Research conducted by the information service provider Bankinform estimated that many Russians are interested in the news surrounding the potential launch of a digital ruble. However, 32% are not in favor of such a monetary product, viewing it as some sort of scam.
The world’s largest country by landmass has been among the most active on the CBDC scene. The pilot version, which will include testing with banks, businesses, and consumers, is expected to start in mid-August.
Russians not so Supportive
The study revealed that 13% of the respondents closely monitor the development of the digital ruble and intend to use it once it sees the light of day. Those participants also said they see new opportunities presented by the upcoming CBDC.
Every third questioned person admitted following the news about the new digital form of Russia’s national currency but has no intention to deal with it. Over 21% are not interested in the topic at all.
The most interesting answer came from 32% of the respondents, who labeled the Russian CBDC as “some kind of fraud.”
There are different reasons why one might not be in favor of that type of financial product. CBDCs will be issued and controlled by centralized authorities, meaning they could endanger people’s privacy. According to Bankinform, though, another contributing factor to the distrust in the digital ruble could be the “ignorance” and the lack of substantial information on its advancement.
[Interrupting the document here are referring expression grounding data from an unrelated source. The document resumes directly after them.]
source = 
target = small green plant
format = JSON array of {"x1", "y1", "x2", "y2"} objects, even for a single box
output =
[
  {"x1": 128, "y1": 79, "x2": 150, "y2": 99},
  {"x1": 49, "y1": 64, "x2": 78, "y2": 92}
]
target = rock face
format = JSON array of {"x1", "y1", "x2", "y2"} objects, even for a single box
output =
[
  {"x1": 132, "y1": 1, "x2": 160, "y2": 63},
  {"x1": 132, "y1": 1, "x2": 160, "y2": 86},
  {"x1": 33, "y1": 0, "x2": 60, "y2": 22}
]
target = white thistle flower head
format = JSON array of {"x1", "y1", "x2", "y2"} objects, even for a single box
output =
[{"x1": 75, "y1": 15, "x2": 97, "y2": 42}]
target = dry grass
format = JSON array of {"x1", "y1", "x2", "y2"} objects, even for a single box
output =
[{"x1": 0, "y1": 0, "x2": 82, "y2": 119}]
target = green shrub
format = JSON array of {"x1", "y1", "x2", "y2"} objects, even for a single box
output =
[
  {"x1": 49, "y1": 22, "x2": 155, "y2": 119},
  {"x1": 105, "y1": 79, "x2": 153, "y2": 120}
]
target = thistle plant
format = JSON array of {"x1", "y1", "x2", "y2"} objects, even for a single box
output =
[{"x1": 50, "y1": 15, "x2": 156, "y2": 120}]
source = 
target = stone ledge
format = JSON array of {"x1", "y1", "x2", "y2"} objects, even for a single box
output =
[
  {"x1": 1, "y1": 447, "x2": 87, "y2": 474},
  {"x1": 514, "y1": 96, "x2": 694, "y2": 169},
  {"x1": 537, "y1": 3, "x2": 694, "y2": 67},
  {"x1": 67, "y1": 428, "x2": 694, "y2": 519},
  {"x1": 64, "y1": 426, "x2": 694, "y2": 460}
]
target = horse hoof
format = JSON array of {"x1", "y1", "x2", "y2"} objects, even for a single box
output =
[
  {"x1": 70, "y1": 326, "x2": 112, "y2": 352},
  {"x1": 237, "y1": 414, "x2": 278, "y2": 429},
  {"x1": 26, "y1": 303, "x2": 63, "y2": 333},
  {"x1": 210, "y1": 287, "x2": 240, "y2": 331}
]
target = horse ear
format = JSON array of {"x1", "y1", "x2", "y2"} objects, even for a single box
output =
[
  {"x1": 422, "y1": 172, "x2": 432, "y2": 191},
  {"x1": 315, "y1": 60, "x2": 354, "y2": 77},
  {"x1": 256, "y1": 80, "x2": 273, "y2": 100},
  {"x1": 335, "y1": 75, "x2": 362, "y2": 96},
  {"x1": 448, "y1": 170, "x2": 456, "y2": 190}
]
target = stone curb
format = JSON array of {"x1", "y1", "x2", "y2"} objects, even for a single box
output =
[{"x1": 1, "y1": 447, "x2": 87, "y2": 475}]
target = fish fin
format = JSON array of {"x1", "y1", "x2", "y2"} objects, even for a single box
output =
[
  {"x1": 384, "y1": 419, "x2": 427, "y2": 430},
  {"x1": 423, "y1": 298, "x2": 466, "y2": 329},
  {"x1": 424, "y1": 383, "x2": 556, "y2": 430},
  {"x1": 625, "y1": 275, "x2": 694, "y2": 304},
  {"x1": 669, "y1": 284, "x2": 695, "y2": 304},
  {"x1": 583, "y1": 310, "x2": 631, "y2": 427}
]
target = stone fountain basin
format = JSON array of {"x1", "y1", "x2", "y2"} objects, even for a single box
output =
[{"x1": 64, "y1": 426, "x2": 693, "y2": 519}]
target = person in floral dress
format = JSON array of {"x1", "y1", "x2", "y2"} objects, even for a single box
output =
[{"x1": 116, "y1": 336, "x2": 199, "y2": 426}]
Scam or not, many nations (including some leading economies) have already started exploring the product. As CryptoPotato recently reported, Japan, Australia, South Korea, the UK, and many others have introduced some programs to test the pros and cons of a central bank digital currency.
Somewhat expectedly (considering the political regime there), China is leading the race. The domestic authorities have introduced multiple initiatives to popularize the digital yuan, such as allowing CBDC settlements during the 2022 Winter Olympic Games held in Beijing.
How far has Russia Gone?
The country’s officials seem determined to finalize their CBDC project in the near future. Not long ago, President Vladimir Putin signed a law that enables Russia’s Civil Code to add the digital ruble as a payment method. At the same time, the central bank was allowed to introduce the product to citizens.
“We really hope that it will be more convenient and cheaper for both people and businesses, and they will start using it. This is a new opportunity,” Elvira Nabiullina – Governor of the bank – stated.
Earlier this week, the financial institution announced plans to start experiments with the CBDC. First Deputy Governor Olga Skorobogatova said the operation will involve 13 banks and a limited circle of their customers.
“We plan to introduce the digital ruble into mass circulation based on the results of phased testing and subject to the successful completion of piloting all scenarios for operations with the digital ruble. We expect that starting from 2025, citizens and businesses will be able to actively use the national digital currency, of course, at their own request,” she added.